Peter malaprop at malaprop.org
Wed Aug 9 17:51:41 CEST 2000


Brian Green wrote:
>> > Peter: 'Ugh, how can you code if you don't know what's fun?'
>>         I have to raise a complaint against this mindset, as I've
>>  encountered it many times in the past and found it to be poorly 
concieved.
>
>Oooh, I think I'll do likewise with your points.
>
>>  You do not have to play a game in order to know what would be good 
or bad
>>  for your game, for in truth this is not that difficult of a thing.  
>
>If it's not that difficult, why do so many players think that admins
>screw it up on a regular basis?  Heck, why do so many admins they they
>screw it up on such a regular basis?  (Myself included!)
>
>The ideal situation would be to play your game exhaustively.  Play 
every
>race/class combination in every area using every possible skill. 
>Obviously, unless your MUD is extremely limited (or, you have given up
>the need to sleep and are independently wealthy), then this is
>impossible.  So, most people settle for playing a subset of the game 
and
>judging it from there.

	This wasn't what I meant. If you do that, you'll end up chasing your 
tail fixing things you percieve as problems that your players don't give 
a care about. Almost every admin plays their muds enough, sometimes too 
much. The problem with an admin playing their own mud is that they know 
everything. They'll know when they'll get that next skill, how tough the 
mob hiding the basement is, where to get eq.
	I'm saying play other people's muds. Play the muds that players run 
because they like muds so much they think it'd be fun. Look at what they 
change. Look at what they create. It may not be balanced, it may have 
typos, it may be ugly sometimes, but- it's fun. They scratch the right 
itches. Yeah, it'd be nice to play on a mud with a player-run justice 
system, but I like more to play muds that don't make me jump through 
hoops to use my eq.

[a big snip]
>>         Thoughout this all, the constant claim from the implementor 
was
>>  simple; "You don't play so you wouldn't know."  My claim was just as
>>  simple; "You don't have to play to write code."
>
>To split hairs, I think that you don't have to play in order to write
>code.  I can write a elegant code and not play.  But, I think the real
>question here is "Do you have to play in order to design a fun game?"
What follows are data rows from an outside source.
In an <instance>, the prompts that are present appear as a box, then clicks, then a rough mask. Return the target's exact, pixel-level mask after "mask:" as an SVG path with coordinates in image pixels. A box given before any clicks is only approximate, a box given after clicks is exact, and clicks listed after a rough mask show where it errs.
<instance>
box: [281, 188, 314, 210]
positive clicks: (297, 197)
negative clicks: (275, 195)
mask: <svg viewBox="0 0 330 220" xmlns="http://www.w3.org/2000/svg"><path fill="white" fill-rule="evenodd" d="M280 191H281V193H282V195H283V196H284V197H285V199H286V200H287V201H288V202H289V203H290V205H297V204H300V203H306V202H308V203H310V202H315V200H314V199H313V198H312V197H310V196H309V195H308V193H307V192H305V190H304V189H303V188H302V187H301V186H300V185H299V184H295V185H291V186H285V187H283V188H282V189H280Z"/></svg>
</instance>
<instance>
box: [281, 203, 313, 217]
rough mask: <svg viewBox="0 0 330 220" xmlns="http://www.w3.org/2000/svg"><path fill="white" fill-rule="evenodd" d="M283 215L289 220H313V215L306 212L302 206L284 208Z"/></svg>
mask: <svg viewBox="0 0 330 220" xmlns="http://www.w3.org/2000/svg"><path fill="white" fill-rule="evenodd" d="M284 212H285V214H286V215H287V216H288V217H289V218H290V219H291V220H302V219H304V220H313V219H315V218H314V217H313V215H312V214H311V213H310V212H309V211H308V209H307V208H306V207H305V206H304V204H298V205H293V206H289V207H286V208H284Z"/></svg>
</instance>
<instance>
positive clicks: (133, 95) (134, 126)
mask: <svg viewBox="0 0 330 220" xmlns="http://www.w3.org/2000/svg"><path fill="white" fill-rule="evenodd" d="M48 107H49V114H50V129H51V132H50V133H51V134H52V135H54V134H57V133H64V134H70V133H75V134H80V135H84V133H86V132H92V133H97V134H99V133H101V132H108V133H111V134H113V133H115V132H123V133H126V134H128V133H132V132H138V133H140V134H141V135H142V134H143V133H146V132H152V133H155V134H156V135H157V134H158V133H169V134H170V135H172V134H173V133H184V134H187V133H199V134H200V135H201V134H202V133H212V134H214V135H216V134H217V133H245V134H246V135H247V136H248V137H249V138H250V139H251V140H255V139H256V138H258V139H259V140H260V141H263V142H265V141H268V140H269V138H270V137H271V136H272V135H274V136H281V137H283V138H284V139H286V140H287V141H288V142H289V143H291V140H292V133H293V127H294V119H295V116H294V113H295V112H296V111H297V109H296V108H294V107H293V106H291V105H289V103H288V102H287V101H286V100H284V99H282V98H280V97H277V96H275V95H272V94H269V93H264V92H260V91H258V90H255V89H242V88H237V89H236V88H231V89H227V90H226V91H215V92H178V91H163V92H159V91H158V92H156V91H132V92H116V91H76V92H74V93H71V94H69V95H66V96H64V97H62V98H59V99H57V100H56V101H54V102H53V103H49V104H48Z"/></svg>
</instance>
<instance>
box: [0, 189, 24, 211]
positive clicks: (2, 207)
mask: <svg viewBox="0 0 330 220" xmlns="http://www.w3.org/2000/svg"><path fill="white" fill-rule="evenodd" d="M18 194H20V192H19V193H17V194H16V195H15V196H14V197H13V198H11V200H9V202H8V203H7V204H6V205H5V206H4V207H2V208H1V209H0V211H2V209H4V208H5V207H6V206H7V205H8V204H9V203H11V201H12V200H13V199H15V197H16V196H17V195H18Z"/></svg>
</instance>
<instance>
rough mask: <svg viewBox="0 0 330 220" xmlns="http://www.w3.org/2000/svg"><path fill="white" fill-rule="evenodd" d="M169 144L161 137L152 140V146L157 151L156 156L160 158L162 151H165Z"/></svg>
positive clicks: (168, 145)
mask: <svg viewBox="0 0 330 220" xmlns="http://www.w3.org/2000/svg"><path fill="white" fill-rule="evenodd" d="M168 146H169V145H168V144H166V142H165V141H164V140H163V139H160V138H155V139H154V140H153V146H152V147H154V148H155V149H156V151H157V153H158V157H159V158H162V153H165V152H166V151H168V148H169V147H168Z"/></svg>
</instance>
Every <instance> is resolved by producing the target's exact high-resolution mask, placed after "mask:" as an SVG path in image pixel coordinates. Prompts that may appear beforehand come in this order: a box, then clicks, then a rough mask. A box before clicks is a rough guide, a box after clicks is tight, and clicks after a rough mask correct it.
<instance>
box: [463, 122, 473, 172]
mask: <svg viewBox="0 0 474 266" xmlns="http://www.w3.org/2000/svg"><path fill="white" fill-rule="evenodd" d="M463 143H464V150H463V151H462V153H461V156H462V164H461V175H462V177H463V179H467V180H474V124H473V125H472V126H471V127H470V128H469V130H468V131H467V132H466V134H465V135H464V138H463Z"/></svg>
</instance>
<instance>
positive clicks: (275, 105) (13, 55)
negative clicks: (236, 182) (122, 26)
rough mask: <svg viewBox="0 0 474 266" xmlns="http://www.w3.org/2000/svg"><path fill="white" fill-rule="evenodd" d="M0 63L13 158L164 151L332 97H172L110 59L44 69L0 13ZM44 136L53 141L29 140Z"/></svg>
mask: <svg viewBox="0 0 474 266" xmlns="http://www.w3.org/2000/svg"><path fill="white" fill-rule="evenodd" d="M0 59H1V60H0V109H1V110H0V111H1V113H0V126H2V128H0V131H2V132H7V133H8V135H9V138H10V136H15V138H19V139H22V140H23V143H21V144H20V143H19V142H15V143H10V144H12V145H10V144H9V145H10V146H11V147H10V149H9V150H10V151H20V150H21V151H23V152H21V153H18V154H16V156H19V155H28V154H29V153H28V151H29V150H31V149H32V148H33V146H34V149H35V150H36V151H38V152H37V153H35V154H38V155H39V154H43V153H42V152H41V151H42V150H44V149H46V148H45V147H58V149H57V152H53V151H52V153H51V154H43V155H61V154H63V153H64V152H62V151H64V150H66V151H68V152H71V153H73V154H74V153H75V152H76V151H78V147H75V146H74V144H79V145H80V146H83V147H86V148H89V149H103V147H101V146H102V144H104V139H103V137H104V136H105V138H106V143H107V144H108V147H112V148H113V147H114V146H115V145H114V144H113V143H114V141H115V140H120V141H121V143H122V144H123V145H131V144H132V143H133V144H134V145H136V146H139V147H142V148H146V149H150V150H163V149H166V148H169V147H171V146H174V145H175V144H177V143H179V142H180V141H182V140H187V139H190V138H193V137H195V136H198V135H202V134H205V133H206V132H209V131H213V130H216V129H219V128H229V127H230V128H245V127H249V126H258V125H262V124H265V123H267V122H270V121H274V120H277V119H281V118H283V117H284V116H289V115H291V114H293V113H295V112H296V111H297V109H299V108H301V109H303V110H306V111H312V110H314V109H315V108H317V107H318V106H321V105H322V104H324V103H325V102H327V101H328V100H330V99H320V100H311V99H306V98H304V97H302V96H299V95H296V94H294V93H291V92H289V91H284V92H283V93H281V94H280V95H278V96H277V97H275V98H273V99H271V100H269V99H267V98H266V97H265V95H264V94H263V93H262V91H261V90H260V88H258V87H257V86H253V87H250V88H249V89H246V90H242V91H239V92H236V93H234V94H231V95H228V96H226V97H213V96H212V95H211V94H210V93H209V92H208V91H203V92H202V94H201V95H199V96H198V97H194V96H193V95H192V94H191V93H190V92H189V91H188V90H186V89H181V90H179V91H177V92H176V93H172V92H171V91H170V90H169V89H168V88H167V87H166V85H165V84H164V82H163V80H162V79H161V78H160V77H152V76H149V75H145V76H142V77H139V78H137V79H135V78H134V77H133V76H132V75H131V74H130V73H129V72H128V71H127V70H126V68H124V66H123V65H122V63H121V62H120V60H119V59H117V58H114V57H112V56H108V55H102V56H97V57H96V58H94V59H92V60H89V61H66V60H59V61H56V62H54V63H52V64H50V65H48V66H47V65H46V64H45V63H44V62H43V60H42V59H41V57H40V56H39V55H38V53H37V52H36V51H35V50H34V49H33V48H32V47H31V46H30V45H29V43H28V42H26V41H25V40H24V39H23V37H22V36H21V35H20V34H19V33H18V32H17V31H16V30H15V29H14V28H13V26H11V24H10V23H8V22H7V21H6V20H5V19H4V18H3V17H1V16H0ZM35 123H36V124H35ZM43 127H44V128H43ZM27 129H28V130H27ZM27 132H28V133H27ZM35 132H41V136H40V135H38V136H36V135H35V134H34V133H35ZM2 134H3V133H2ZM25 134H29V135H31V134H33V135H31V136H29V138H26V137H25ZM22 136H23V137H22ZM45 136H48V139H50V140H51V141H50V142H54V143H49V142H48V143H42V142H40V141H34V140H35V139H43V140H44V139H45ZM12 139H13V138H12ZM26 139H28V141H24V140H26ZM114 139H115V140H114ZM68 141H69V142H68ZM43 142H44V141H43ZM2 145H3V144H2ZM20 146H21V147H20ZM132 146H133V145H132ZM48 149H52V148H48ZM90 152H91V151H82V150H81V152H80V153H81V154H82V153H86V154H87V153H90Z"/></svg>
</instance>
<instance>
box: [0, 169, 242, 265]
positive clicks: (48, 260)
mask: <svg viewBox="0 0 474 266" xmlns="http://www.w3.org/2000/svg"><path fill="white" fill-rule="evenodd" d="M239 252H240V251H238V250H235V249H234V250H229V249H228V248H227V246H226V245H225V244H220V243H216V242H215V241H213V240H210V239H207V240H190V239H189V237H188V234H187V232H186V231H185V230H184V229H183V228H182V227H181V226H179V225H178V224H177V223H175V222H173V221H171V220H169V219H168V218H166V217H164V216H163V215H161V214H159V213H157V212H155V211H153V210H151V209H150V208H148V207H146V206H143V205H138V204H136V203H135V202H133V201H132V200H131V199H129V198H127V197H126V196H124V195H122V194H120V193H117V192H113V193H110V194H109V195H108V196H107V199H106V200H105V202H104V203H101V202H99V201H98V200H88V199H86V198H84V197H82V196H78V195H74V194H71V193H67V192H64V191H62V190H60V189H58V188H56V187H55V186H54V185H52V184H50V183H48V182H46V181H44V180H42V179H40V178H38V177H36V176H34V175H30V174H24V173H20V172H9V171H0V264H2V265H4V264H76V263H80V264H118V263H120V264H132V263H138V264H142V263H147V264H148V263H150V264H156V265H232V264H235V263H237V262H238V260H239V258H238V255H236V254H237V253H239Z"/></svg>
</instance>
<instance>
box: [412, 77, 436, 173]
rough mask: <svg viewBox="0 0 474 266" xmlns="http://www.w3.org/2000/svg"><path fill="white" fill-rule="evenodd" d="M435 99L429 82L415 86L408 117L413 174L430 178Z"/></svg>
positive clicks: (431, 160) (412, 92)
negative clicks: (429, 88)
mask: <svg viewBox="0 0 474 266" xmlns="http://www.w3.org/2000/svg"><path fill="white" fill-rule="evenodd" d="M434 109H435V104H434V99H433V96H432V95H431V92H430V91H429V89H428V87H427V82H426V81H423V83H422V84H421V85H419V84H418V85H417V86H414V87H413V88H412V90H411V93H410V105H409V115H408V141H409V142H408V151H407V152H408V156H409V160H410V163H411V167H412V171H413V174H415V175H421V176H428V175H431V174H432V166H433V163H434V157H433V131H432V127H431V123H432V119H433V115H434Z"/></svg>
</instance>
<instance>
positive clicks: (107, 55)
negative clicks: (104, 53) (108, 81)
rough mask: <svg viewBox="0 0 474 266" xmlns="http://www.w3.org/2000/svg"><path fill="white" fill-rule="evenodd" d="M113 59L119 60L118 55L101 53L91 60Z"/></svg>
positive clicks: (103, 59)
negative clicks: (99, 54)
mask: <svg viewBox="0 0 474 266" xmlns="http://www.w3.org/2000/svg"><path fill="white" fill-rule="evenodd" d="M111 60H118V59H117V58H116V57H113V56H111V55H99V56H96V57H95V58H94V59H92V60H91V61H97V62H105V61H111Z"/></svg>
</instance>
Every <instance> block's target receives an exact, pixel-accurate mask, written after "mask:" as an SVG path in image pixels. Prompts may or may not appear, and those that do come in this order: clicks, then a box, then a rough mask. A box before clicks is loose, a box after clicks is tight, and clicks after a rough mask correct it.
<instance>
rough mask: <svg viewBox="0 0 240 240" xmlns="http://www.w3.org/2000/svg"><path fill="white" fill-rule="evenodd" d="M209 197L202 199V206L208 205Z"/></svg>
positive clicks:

	And I think, simply, my answer is a resounding "yes." Play games. Have 
fun.
	Think about why you're having fun- is it because you're finding a 
well-orcestrated and excellently executed balance of powers between the 
character classes, or because you got a nifty new sword and there's a 
mob you just bet you're strong enough to take out now? Because the NPCs 
can hold a conversation, or because you finally found the key to the 
locked grate in the dark end of the sewers?
	Are you playing a game or are you watching a simulation? And which is 
fun versus intellectualy stimulating?